One of the notable exceptions to this privilege under Ohio law can occur when a patient files a civil action, including a divorce or custody action, but simply triggering the exception is not enough to implicitly waive all physician-patient privilege. Even where the exception applies, testimony is limited to communications that are relevant to the issues before the court. However, in child custody and spousal support cases, the mental and physical status of the parties are always relevant issues that the court is required to consider when making its determination because these are factors that a court must consider by statute. Friedenberg has made clear that it is not necessary for a party to independently raise specific concerns regarding mental or physical status.

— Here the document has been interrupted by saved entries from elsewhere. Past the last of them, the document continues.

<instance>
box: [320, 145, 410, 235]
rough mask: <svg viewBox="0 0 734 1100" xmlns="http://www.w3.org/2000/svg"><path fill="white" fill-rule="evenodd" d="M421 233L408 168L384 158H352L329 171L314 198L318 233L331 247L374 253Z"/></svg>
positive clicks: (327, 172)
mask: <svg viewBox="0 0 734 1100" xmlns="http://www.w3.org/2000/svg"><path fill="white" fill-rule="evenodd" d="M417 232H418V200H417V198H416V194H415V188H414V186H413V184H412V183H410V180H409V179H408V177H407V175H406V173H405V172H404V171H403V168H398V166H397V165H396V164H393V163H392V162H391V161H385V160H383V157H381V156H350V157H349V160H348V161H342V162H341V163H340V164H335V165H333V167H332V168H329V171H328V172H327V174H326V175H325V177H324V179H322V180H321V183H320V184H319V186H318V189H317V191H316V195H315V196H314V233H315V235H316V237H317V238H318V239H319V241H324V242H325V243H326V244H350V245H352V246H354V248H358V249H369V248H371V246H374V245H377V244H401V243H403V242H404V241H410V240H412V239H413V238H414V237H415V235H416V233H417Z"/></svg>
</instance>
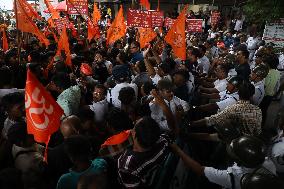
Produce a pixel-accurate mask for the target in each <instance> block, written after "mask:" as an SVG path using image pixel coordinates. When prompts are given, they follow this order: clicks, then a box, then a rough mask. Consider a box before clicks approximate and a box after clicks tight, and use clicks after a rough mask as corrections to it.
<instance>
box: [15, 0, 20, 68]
mask: <svg viewBox="0 0 284 189" xmlns="http://www.w3.org/2000/svg"><path fill="white" fill-rule="evenodd" d="M16 1H17V0H14V10H15V17H16V28H17V43H18V44H17V46H18V52H17V56H18V63H19V65H20V63H21V55H20V54H21V41H20V30H19V20H18V8H17V2H16Z"/></svg>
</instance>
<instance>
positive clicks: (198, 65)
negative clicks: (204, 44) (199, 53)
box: [197, 45, 210, 75]
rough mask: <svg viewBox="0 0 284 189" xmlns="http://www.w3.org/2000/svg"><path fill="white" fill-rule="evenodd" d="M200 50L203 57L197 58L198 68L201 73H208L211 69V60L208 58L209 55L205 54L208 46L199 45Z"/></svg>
mask: <svg viewBox="0 0 284 189" xmlns="http://www.w3.org/2000/svg"><path fill="white" fill-rule="evenodd" d="M199 52H200V57H201V58H198V60H197V62H198V68H199V70H200V72H201V73H203V74H206V75H207V74H208V71H209V68H210V61H209V59H208V58H207V56H205V53H206V47H205V46H204V45H199Z"/></svg>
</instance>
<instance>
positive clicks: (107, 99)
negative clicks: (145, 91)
mask: <svg viewBox="0 0 284 189" xmlns="http://www.w3.org/2000/svg"><path fill="white" fill-rule="evenodd" d="M124 87H132V88H133V89H134V91H135V95H136V98H137V95H138V88H137V85H136V84H135V83H119V84H116V86H115V87H114V88H112V89H110V90H109V91H108V93H107V101H108V102H109V103H112V105H113V106H114V107H116V108H121V102H120V100H119V99H118V96H119V91H120V89H122V88H124Z"/></svg>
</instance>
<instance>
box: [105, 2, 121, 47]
mask: <svg viewBox="0 0 284 189" xmlns="http://www.w3.org/2000/svg"><path fill="white" fill-rule="evenodd" d="M125 33H126V25H125V22H124V17H123V8H122V6H121V5H120V9H119V11H118V14H117V15H116V17H115V19H114V21H113V23H112V24H111V26H110V27H109V29H108V30H107V44H112V43H114V42H115V41H116V40H118V39H120V38H121V37H123V36H124V35H125Z"/></svg>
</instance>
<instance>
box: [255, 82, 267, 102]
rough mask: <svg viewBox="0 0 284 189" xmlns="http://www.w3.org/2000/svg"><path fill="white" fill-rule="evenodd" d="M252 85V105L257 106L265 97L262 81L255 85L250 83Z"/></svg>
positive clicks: (264, 90)
mask: <svg viewBox="0 0 284 189" xmlns="http://www.w3.org/2000/svg"><path fill="white" fill-rule="evenodd" d="M252 84H253V85H254V88H255V90H254V95H253V97H252V102H253V104H254V105H256V106H258V105H259V104H260V103H261V101H262V99H263V97H264V95H265V90H264V80H262V81H259V82H257V83H254V82H252Z"/></svg>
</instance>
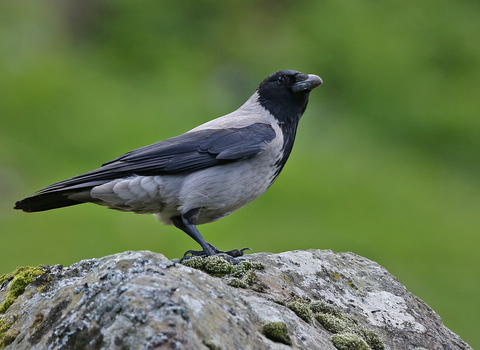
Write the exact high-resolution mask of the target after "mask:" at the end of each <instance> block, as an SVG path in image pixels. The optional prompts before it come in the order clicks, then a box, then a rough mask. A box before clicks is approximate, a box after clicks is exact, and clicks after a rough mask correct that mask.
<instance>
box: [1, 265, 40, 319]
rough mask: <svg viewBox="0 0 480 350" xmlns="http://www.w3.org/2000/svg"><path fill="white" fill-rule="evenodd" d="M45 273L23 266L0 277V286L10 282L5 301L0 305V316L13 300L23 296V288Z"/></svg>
mask: <svg viewBox="0 0 480 350" xmlns="http://www.w3.org/2000/svg"><path fill="white" fill-rule="evenodd" d="M44 272H45V271H43V270H42V268H41V267H38V266H37V267H31V266H23V267H17V268H16V269H15V271H14V272H11V273H8V274H5V275H2V276H0V284H3V283H5V282H8V281H10V280H11V282H10V287H9V290H8V293H7V295H6V297H5V300H3V301H2V303H1V304H0V314H4V313H5V312H6V311H7V309H8V308H9V307H10V306H11V305H12V304H13V303H14V302H15V300H16V299H17V298H18V297H19V296H20V295H22V294H23V292H24V291H25V288H26V287H27V286H28V285H29V284H30V282H32V281H33V280H34V279H35V278H36V277H38V276H40V275H42V274H43V273H44Z"/></svg>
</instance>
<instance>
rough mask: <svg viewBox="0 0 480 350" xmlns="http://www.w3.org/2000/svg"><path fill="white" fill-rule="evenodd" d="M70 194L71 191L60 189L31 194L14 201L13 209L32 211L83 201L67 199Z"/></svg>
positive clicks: (66, 204) (61, 207) (36, 210)
mask: <svg viewBox="0 0 480 350" xmlns="http://www.w3.org/2000/svg"><path fill="white" fill-rule="evenodd" d="M70 194H72V192H71V191H68V193H65V192H63V191H61V192H50V193H43V194H38V195H33V196H31V197H27V198H25V199H22V200H20V201H18V202H16V203H15V207H14V209H18V210H23V211H24V212H26V213H33V212H36V211H44V210H50V209H56V208H63V207H69V206H71V205H77V204H82V203H84V202H79V201H76V200H72V199H69V198H68V196H69V195H70Z"/></svg>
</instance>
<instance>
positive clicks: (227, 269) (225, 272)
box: [203, 255, 234, 277]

What does this mean? In effect, by seeking child custody or spousal support, a party has waived physician-patient privilege for all records relevant to their mental or physical health. While that might sound ominous, it’s important to remember that “relevance” is still an important touchstone: Friedenberg also makes it clear that disputes regarding relevance should be resolved by an in camera examination of the records in question by the trial court, meaning that the judge should review them before they are released to opposing counsel or used in a proceeding.